The History of Won-Buddhism (Wonbulgyo Kyosa)
Part 3. Fruition of the Sacred Work
Chapter 1. Continuing the Sacred Work of Sot`aesan
2. Conference for the Continuance of the Sacred Work of the First Term
On April 26th, of the thirty-eighth year of Won-Buddhism (1953), the Conference for the Continuance of the Sacred Work of the First Term was held. Since the Conference was delayed for a year from its original date, for various reasons, it was a meaningful day of commemoration in which the achievements of the new Order during its first term were recognized and, at the same time, the start of the second term was celebrated. The Conference was held at the renovated Won-Kwang University Square. A central member of the Head Circle Council, Yu Heo-il, commenced the meeting with an opening address. There were over 5,000 congregants in attendance. This was followed by the Head Dharma Master`s address of appreciation, and a commemorative address by Yi Kongju, the president of the Association. The believers` records of performance in study and work during the first term were announced along with the presentation of report cards. Following the congratulatory addresses, by key political figures, three cheers for Won-Buddhism were exclaimed! On this joyous note the Conference came to a close.
That afternoon, for the very first time, the Orders of Lotus [Yeonhwa-Jang] were presented to Kim Yeongsin and Jo Jeonkwon in the first conferment ceremony. At the meeting of the General Assembly held the following day, Head Dharma Master Chŏngsan was reappointed and through the first general election, the reorganization of the membership to the Head Circle Council was conducted. Kim Daegeo was elected the Chief Administrator, and Yi Kongju was elected the Director of the Judicial Bureau, to whom the management of the Order in its second term was entrusted. That year, the Order decided that the years would be designated and recorded as "Wonki" (the Won-Buddhist Year). Furthermore the newly established ancestral memorial service [Dae-Jae] protocols were implemented. The sacred tower dedicated to Sot`aesan was erected. Thereby, the first series of projects to continue the sacred work of Sot`aesan, into which both the laity and the ordained put their hearts and souls, in spite of financial crisis during the War, came to an end.

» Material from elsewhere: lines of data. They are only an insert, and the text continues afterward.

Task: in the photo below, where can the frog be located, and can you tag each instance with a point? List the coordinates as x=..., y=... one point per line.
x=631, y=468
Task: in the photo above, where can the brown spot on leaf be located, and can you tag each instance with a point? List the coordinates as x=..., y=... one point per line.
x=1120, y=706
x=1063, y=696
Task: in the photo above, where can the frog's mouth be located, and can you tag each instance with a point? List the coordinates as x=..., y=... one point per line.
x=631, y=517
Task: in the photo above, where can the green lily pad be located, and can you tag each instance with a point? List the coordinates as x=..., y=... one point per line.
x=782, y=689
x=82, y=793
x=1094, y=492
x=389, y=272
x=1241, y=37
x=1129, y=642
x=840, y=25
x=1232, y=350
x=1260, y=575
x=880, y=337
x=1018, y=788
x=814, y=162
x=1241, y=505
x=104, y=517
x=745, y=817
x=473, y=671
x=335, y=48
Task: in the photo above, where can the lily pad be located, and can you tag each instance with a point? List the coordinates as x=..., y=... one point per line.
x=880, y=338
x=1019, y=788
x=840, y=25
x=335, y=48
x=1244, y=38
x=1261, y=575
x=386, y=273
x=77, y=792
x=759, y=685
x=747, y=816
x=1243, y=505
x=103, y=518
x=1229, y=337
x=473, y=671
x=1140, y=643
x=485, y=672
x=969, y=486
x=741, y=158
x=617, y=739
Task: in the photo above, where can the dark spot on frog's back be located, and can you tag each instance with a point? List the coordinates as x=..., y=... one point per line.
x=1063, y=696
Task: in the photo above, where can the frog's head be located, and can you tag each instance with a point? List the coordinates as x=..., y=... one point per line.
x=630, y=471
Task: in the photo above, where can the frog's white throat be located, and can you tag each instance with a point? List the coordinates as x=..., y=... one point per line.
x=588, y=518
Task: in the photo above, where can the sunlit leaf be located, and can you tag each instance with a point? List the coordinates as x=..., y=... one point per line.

As for the record of performance achieved by the believers in study and work as a whole, out of 1,754 congregants who attained quasi-grade 5 or above, 258 were Jeonmu-Chulshin and 1,496 were Keojin-Chuljin (non-clerical believers highly learned and exemplary in practice who have greatly contributed to the work of the Order). Among the 258 Jeonmu-Chulshin, 8 received quasi-special grade, 17 received first grade, 20 received quasi-grade 1, 6 received grade 2, 40 received quasi-grade 2, 28 received grade 3, 48 received quasi-grade 3, 31 received grade 4, 31 received quasi-grade 4, 10 received grade 5, 13 received quasi-grade 5, and 6 were reserved for further observation. Out of the 1,496 Keojin-Chuljin, 1 received quasi-special grade, 3 received grade 1, 6 received quasi-grade 1, 8 received grade 2, 16 received quasi-grade 2, 23 received grade 3, 78 received quasi-grade 3, 51 received grade 4, 179 received quasi-grade 4, 211 received grade 5, 881 received quasi-grade 5, 39 were given special recognition.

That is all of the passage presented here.